The Seattle Mariners are single-handedly depleting the corner infielder/outfielder market. Just minutes after the M's signed Corey Hart to a one-year deal Wednesday afternoon, they turned around and acquired Logan Morrison from the Marlins in exchange for righty reliever Carter Capps, reports Clark Spencer of the Miami Herald.
Morrison has been on the trading block for a while and with the Marlins signing first baseman Garrett Jones to a two-year deal earlier this week, LoMo became all the more expendable. The oft-injured slugger was primed to change hands at some point this month, so it's no surprise that he was grabbed by the busy bees in the Pacific Northwest.
The 26-year-old Morrison was at one point a top prospect in the game -- rated #18 by Baseball America in 2009 -- but chronic leg issues have damaged his stock and his production the last two years. Two knee surgeries have limited Morrison to just 178 games over the last two years and pushed him out of a corner outfield role to first base, which hurts his positional value.
The lefty slugger showed a lot of promise in his first two years with the Marlins, hitting .259/.351/.460 with 25 home runs in 812 plate appearances, but has completely lost his power stroke since tearing his patellar tendon in late 2011. In his limited two seasons of play since then, Morrison has hit just .236/.321/.387 with 17 home runs in 667 PAs.

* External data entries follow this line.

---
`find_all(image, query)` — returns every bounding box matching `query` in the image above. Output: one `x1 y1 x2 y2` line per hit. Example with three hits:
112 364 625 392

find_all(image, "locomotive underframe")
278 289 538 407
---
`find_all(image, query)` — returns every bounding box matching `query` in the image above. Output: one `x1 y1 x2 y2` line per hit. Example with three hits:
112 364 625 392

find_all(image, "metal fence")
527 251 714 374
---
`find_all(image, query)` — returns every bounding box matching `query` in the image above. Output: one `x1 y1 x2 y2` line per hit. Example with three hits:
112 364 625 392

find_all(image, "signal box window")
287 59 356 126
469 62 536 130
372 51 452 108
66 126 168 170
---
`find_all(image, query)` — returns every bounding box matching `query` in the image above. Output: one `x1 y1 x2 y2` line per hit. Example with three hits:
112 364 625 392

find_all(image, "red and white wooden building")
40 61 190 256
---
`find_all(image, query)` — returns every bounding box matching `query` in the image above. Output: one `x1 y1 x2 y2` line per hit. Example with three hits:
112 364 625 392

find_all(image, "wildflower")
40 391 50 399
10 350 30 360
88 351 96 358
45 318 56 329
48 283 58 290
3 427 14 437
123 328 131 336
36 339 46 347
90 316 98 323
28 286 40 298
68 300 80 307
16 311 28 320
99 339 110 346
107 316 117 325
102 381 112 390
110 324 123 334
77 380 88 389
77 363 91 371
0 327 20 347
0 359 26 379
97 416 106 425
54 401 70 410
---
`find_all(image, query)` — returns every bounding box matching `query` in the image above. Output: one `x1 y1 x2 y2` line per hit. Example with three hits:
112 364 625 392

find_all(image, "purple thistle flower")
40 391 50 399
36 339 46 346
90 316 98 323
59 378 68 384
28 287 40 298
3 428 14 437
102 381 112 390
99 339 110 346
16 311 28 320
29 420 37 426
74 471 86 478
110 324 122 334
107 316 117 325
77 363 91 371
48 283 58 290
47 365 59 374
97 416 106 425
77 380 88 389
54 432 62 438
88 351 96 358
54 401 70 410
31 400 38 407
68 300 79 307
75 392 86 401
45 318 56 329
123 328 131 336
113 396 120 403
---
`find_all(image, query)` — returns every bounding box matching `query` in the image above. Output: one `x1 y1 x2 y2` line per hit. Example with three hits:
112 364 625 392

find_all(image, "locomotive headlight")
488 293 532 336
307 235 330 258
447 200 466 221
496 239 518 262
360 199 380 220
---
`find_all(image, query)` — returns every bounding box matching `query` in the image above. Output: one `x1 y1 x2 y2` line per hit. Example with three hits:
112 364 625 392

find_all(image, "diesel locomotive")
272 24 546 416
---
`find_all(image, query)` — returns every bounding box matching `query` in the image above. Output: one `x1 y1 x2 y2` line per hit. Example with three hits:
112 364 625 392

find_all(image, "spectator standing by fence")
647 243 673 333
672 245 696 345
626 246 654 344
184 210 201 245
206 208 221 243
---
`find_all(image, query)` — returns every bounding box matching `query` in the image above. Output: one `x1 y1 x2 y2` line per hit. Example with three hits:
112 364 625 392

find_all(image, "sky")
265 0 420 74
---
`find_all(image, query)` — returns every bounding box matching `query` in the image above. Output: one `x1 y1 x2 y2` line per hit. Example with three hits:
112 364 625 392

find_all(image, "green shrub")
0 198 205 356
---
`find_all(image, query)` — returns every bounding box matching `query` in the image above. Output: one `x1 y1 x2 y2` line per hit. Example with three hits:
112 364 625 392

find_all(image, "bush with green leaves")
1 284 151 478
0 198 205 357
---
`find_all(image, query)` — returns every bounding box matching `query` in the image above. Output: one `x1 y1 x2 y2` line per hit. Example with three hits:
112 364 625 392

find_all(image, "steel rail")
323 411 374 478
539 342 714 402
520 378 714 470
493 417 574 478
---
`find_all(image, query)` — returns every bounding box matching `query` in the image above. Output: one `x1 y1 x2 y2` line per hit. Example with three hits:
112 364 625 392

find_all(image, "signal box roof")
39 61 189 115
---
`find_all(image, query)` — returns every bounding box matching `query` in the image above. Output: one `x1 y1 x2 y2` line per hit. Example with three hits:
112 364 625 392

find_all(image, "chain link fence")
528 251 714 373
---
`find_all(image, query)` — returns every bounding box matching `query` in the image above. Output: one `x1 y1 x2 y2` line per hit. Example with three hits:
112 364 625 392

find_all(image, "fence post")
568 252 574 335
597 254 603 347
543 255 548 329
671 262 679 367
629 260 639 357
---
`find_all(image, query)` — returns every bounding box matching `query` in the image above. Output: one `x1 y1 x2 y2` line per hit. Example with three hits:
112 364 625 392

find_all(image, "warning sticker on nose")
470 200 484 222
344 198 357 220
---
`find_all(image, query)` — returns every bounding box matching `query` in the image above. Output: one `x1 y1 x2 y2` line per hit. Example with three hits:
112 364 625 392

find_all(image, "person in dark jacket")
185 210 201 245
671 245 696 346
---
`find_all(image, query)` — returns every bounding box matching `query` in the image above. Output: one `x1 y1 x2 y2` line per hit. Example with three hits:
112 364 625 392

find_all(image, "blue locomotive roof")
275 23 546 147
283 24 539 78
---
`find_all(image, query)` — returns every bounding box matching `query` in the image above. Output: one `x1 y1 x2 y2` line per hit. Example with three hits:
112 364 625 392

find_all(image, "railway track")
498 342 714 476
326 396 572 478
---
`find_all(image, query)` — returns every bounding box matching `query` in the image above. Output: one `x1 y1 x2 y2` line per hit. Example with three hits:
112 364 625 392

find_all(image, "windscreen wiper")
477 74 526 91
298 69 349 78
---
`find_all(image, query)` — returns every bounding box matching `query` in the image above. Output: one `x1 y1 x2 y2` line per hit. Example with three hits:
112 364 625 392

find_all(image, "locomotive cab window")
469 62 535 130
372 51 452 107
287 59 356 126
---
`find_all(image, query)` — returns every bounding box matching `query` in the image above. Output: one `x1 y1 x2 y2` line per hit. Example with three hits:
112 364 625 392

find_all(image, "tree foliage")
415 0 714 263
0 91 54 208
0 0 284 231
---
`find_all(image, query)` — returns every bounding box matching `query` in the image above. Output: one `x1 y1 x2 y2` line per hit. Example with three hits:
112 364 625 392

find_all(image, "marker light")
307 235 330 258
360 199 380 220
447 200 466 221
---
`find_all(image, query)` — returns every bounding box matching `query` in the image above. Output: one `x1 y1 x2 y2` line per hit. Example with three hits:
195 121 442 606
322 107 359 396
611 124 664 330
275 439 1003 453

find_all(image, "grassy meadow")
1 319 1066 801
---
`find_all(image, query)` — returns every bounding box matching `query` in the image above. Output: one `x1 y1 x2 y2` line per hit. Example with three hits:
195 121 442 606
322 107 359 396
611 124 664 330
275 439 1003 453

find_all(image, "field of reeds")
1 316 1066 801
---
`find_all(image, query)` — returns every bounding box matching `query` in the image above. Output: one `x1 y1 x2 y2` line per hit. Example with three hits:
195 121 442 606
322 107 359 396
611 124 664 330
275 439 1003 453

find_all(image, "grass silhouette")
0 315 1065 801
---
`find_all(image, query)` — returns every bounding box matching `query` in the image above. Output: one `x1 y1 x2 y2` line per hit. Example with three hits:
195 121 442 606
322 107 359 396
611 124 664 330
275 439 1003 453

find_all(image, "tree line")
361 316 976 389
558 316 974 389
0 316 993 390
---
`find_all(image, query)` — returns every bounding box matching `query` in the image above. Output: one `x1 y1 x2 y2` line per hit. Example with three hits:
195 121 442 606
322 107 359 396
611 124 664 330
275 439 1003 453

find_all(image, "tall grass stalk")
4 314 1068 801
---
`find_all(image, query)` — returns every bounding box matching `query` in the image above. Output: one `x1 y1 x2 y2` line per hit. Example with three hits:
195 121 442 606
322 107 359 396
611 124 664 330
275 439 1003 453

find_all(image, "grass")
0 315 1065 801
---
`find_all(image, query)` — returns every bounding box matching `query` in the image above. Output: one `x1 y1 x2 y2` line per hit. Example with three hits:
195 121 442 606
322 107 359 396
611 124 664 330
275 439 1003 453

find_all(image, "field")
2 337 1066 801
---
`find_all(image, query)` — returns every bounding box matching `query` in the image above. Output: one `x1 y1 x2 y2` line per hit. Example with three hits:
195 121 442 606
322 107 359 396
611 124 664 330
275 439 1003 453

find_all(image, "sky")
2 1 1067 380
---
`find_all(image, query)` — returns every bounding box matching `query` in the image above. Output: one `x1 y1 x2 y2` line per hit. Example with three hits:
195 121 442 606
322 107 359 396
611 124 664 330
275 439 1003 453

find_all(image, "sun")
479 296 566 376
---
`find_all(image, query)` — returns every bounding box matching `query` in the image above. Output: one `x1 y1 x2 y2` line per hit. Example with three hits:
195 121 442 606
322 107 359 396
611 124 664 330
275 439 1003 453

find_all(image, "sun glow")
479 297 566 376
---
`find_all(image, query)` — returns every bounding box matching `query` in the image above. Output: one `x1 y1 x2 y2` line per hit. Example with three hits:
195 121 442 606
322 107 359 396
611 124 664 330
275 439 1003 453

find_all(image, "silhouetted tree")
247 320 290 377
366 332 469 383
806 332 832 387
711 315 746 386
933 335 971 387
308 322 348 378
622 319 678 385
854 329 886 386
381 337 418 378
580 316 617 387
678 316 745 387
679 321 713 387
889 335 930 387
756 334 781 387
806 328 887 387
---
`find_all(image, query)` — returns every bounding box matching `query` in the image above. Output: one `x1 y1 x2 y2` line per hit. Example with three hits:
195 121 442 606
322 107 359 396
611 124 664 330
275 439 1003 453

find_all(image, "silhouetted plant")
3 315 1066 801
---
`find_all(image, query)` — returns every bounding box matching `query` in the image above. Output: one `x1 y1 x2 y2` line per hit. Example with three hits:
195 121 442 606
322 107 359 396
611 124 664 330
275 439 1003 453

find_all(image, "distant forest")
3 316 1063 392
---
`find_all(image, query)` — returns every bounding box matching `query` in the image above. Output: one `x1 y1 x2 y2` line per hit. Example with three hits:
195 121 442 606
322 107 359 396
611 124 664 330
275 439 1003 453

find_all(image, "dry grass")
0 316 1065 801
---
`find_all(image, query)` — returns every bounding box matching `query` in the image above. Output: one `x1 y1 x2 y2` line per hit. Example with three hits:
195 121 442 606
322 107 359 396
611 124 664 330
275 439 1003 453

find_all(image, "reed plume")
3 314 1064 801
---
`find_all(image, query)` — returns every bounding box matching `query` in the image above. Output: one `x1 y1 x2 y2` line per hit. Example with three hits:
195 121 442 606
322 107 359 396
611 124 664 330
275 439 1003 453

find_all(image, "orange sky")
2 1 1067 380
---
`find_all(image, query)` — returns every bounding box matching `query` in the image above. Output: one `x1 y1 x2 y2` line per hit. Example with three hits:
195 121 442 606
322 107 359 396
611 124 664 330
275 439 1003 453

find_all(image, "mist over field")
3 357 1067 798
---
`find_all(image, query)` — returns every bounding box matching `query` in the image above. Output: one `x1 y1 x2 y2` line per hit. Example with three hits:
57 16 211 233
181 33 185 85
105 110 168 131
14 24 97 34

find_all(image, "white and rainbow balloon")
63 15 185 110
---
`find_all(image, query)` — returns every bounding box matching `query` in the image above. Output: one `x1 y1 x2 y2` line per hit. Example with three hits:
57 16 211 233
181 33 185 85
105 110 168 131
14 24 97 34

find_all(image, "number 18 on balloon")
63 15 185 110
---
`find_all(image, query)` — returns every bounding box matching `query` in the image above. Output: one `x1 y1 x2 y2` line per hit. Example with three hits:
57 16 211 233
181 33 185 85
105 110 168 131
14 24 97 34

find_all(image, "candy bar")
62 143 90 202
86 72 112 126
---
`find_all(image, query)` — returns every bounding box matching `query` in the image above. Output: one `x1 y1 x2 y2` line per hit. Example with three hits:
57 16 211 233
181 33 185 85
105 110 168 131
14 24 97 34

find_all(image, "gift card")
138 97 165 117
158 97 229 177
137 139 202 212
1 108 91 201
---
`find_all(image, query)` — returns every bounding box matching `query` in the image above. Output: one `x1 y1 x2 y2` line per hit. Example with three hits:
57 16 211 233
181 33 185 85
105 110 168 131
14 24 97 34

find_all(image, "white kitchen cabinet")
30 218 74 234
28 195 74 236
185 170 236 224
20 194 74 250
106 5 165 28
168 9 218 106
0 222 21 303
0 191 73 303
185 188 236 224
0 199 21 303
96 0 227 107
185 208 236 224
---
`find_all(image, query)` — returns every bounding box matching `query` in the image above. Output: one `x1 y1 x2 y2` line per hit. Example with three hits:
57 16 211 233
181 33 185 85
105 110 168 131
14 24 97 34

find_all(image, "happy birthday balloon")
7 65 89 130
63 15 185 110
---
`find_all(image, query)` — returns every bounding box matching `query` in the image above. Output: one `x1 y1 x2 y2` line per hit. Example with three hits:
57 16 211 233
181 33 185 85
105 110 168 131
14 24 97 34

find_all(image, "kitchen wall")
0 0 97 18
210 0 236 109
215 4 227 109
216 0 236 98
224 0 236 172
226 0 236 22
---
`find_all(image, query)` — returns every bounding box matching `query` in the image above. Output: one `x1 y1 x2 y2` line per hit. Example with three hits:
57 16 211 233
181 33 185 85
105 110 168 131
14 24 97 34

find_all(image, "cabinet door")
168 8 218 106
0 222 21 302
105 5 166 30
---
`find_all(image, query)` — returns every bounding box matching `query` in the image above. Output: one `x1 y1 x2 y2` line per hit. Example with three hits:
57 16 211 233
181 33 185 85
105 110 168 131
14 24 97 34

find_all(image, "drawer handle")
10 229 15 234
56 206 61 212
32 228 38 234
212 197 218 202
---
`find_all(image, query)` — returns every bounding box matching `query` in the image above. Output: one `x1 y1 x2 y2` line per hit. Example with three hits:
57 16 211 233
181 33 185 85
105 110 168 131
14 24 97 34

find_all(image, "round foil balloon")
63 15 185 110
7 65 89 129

If Morrison can get some of that power back, he has the potential to be a solid addition for the M's. He's under team control for another three years and is expected to earn just $2 million this winter, his first year of arbitration, so he's a fairly cheap get.
What the M's plan to do with Morrison and Hart in terms of positioning and playing time is anyone's guess at this point. Both players have balky knees and less than stellar defensive reputations, but they could potentially take on roles at first base, right field or designated hitter for the M's. The club also has a Morrison duplicate on the roster in Justin Smoak, who might now become expendable.
Capps, 23, is a power reliever who misses a lot of bats but ran into a whole bunch of trouble with the long ball during his second season in the Mariners' bullpen. He allowed 12 home runs in just 59 innings of work in 2013 -- 1.8 per nine -- resulting in a 5.49 ERA on the year. Part of the reason for his 2013 struggles could stem from the lost zip on his fastball; the 6 5' right-hander regularly hit triple digits on the radar gun in his first call-up in 2012, but saw his average velocity drop to just over 96 miles per hour this past season.
The Marlins will likely use Capps to restock a bullpen that's dealing with the losses of Ryan Webb and Chad Qualls to free agency. He's a pre-arbitration guy for another two years, so he potentially could be a bullpen fixture in Miami for the next five years.